От горьких Маришкиных всхлипов у Андрея леденело сердце. И разрывались виски. Он и сам всё чувствовал, – всё, что рассказывала сейчас Маринка. И на учениях, когда даже секунды не было, чтобы подумать о случившемся, всё же обжигающей молнией мелькала мысль: Маринка одна… с маленьким – одна, без него… И ей страшно. И про Юрку… Как хорошо, что он… успел в тот вечер, оказался во дворе общежития!
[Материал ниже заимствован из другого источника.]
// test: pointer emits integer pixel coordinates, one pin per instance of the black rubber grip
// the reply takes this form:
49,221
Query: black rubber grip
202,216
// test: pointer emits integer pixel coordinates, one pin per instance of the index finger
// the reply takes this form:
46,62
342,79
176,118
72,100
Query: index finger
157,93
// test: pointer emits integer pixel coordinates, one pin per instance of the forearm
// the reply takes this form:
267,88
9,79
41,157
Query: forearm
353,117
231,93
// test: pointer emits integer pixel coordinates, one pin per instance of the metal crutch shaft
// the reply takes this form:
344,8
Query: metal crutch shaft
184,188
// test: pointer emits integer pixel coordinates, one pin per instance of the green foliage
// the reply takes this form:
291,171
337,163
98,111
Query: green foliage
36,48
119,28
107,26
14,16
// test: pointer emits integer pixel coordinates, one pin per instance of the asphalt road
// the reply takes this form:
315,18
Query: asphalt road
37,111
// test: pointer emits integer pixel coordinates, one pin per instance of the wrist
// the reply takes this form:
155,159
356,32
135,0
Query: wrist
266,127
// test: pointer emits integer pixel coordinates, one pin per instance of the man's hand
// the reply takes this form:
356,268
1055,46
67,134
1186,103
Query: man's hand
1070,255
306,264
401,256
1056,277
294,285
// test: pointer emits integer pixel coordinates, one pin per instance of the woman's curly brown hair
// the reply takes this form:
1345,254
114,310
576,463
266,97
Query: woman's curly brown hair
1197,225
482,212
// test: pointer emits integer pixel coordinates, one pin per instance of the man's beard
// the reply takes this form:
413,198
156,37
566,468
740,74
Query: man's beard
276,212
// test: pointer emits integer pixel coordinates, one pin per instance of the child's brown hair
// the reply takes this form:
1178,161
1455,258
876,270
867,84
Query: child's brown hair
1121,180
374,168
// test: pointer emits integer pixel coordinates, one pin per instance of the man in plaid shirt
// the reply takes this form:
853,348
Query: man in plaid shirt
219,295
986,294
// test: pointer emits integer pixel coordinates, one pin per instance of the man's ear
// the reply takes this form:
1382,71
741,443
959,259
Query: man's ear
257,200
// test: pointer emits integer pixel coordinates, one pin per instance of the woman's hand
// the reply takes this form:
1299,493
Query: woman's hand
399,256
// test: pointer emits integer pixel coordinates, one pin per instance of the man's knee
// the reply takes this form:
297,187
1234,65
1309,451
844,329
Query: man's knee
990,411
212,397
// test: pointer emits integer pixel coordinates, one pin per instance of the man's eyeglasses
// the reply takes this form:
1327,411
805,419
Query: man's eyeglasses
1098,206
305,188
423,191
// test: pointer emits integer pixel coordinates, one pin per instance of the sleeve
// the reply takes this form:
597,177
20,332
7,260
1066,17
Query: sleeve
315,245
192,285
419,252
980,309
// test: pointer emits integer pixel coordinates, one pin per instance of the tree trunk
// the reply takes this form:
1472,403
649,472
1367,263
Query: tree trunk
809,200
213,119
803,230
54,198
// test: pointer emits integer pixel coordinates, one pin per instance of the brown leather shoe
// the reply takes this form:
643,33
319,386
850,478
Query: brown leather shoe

Но – глупое мальчишеское упрямство…и стыд, – за тот свой страх, когда он увидел, как Юрка и Марина смотрят друг на друга, заставляли Андрея говорить эти безжалостные слова, от которых самому больно…Он с самой первой их с Мариной ночи… когда он настойчиво, даже грубо, как стебелёк – курсантским сапогом… Маринкину нетронутую нежность… – с этой ночи он знал, что Маринка простила его, – за такую отчаянную, грубую силу. Простила, – и у неё никогда, ни с кем не случится того, что сейчас случилось у них. Потому что Марина – в своей покорности этой его отчаянной мальчишеской силе – знала: такое бывает только раз. Тем утром – снова за спасительной грубоватостью – Андрей скрывал свою вину… и – благодарность Маришке: за её понимание, за то, что она никогда ему не изменит…
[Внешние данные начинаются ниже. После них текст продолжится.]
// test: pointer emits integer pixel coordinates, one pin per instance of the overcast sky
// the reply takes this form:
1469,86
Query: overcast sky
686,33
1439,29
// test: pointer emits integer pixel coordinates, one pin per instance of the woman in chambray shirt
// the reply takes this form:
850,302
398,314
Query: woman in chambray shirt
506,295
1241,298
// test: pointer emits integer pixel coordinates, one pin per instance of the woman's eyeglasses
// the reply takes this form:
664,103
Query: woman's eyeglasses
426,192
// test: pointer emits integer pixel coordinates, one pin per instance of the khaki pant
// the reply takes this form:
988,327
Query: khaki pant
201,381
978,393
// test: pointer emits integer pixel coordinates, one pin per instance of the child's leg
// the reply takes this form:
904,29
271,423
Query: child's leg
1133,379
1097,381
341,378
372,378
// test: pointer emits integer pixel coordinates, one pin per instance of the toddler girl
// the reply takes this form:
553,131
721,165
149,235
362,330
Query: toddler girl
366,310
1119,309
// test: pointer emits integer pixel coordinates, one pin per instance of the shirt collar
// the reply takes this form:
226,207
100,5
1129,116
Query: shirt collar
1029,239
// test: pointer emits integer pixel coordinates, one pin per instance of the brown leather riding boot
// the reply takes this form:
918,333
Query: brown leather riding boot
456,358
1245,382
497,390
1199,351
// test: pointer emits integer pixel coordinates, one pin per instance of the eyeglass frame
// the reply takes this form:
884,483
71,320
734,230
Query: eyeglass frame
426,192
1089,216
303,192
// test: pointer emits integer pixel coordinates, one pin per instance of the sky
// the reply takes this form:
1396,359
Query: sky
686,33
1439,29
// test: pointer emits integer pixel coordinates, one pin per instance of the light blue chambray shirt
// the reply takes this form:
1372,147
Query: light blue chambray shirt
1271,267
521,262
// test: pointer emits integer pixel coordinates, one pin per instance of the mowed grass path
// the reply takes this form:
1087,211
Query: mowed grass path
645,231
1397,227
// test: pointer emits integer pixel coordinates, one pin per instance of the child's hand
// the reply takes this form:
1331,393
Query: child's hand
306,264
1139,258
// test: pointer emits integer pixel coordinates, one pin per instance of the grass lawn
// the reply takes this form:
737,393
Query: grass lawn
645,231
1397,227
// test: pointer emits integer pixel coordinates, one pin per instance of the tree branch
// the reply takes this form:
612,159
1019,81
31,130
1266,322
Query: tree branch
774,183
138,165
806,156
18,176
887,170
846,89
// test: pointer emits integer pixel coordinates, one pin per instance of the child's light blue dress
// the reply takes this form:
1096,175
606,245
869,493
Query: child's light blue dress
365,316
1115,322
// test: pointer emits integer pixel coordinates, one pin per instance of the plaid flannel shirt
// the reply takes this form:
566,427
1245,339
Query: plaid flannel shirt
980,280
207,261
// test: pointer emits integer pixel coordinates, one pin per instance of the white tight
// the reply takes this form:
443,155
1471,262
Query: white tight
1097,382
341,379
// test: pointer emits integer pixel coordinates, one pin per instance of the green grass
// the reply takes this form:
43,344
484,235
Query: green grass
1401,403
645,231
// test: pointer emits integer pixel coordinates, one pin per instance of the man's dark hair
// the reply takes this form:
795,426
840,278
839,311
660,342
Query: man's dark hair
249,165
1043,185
…А ночью, когда они лежали рядом… и прислушивались к стуку своих сердец, Маринка взяла его руку, тихонько опустила себе… Совсем неслышно прошептала:
- Андрюш!.. Я так хочу…
Он затаил дыхание:
- А… можно?
- Я первый раз… так хочу. Андрюша!..
Он почти невесомо прикасался губами к её потвердевшим от желания соскам… Целовал животик – в самом низу… Потом – в той же невесомости – ласкал губами её нежный-нежный трепет. А её ладошка стыдливо и смело – в ожидании его ласки – сжала его… И такими же невесомыми, послушными его бережной нежности, были его толчки. А она счастливо тянулась навстречу его толчкам, шептала:
- Не бойся… У нас с маленьким всё хорошо…
А руки её взлетали над его спиной… и неслышно опускались, и ласкали так, что он не замечал своих тихих вскриков…
… Лейтенант Семилетов выпросил у командира части краткосрочный отпуск. Сбивчиво рассказал про Любашу. Полковник Русаков в раздумье свёл брови… Грустновато усмехнулся: у них, у этих мальчишек-лейтенантов, всё – словно на самой-самой заре... И со службой, и с жёнами, – такими же девчонками… Безоблачными не все зори бывают, – понятно. То солнце, то – вьюга… То ласточки… то – вороньё… А идти этим лейтенантам со своими девчонками – сквозь вьюгу… И не всегда над головой летают ласточки, – часто кружится вороньё…
Рапорт о краткосрочном отпуске полковник Русаков подписал.
Продолжение следует…
Начало Часть 2 Часть 3 Часть 4 Часть 5
Часть 6 Часть 7 Часть 8 Часть 9 Часть 10
Часть 11 Часть 12 Часть 13 Часть 15 Часть 16
Навигация по каналу «Полевые цветы»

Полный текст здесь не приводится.